Dengan demikian, hasil penelitian ini dapat dipengaruhi oleh banyak faktor lain selain rasa sakit
dalam bentuk ancaman yang mengganggu pasien secara psikologis. Selama wawancara,
beberapa pasien mengungkapkan bahwa hati mereka tidak lagi utuh sehingga mereka khawatir
tentang serangan yang direplikasi yang lebih memutuskan dan mengambil hidup mereka.

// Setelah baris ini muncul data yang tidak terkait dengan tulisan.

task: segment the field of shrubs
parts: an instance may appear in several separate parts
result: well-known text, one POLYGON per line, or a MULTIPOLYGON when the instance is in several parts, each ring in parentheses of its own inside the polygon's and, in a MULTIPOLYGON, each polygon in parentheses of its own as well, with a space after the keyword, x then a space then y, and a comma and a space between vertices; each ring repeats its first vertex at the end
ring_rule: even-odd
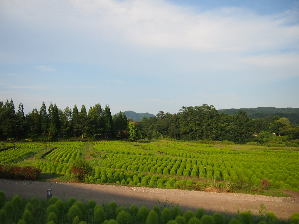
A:
POLYGON ((29 165, 42 174, 74 179, 72 166, 82 158, 92 167, 82 174, 90 183, 222 192, 246 188, 299 191, 295 150, 236 149, 196 142, 0 142, 0 174, 3 166, 29 165))
POLYGON ((235 214, 212 213, 202 208, 194 212, 183 213, 179 205, 158 204, 150 209, 132 204, 129 208, 114 202, 97 204, 93 200, 86 203, 71 197, 62 201, 55 197, 48 201, 34 197, 29 201, 15 195, 7 199, 0 191, 0 223, 10 224, 298 224, 299 213, 294 213, 289 220, 278 220, 261 205, 259 215, 250 211, 235 214))

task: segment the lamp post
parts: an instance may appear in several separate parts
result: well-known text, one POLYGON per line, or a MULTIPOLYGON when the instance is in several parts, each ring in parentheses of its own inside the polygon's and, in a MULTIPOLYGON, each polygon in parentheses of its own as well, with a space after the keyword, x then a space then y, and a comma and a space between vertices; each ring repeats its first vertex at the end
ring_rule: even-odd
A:
POLYGON ((52 189, 48 189, 47 190, 47 200, 48 201, 52 197, 52 189))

Kekhawatiran lain adalah tentang kelangsungan hidup anggota keluarga mereka yang
ditinggalkan. Kekhawatiran responden seperti dijelaskan di atas adalah umum untuk pasien
jantung (Moser et al., 2010), Studi menunjukkan bahwa manajemen kecemasan yang buruk
dapat menyebabkan depresi dan lebih berbahaya (Roest, Zuidersma, & de Jonge, 2012). Ini
membuktikan bahwa seseorang yang telah menderita AMI akan terus mengalami kecemasan
bahkan depresi. Dengan demikian, ketidakberartian hasil penelitian ini dalam mengurangi
kecemasan sering ditemukan bahwa karena kecemasan adalah bagian dari pasien jantung yang
rumit secara psikologis, inilah yang mengilhami beberapa peneliti di atas untuk memeriksa dan
menemukan metode terbaik untuk meningkatkankualitas hidup dengan meningkatkan pasien
psikologis pasca-AMI (Moser et al 2007). Meskipun hasil terapi Musik Hariring Kabayan hampir
mendekati batas signifikan (p 0,053), tetapi dalam kasus ini, disimpulkan bahwa itu belum
efektif dalam mengurangi kecemasan pasien AMI. Masalah yang selama ini peneliti belum
mampu menciptakan lingkungan yang kondusif untuk terapi musik. Kebisingan dari lingkungan
CICU seperti suara mesin ventilator dan kegiatan praktisi kesehatan paling banyak diungkapkan
oleh pasien, yang tidak dapat dikontrol karena prosedur perawatan. Upaya untuk
meminimalkan kebisingan telah dilakukan dengan menggunakan headphone sambil
mendengarkan headphone. musik, tetapi hasilnya telah dimaksimalkan. Ketidakberartian skor
kecemasan juga konsisten dengan skor sistole, diastole dan denyut nadi yang juga tidak
signifikan, menurut pernyataan Morton, et al (2008), berdasarkan penelitian terhadap 2.500
responden, disimpulkan bahwa ada 5 indikator utama kecemasan: tekanan darah, denyut nadi,
agitasi, kecemasan dan pernyataan pasien. Ini menunjukkan bahwa sistole, diastole, dan nadi
berhubungan erat dengan kecemasan sebagai indikator klinis. Sementara skor pernapasan
menunjukkan angka signifikan termasuk sebagai indikator utama kecemasan. Melalui deskripsi
di atas, meskipun secara statistik kesimpulan keseluruhan dari hasil penelitian ini tidak
menunjukkan tingkat signifikan penurunan kecemasan, tetapi Terapi Musik Hariring Kabayan
dengan latar belakang aspek budaya berdasarkan kelompok berpasangan memberikan efek
yang lebih baik daripada intervensi yang hanya fokus pada aspek fisik saja dalam mengurangi
kecemasan pasien AMI. KESIMPULAN Hariring Kabayan Music Therapy efektif dalam
mengurangi rasa sakit pada pasien AMI, tetapi tidak efektif dalam mengurangi kecemasan.
Namun, terapi ini dapat digunakan sebagai pelengkapterapi dalam mengurangi rasa sakit,
terutama untuk pasien AMI di Jawa Barat. Penelitian lebih lanjut diharapkan untuk
memodifikasi lingkungan agar terapi musik lebih kondusif.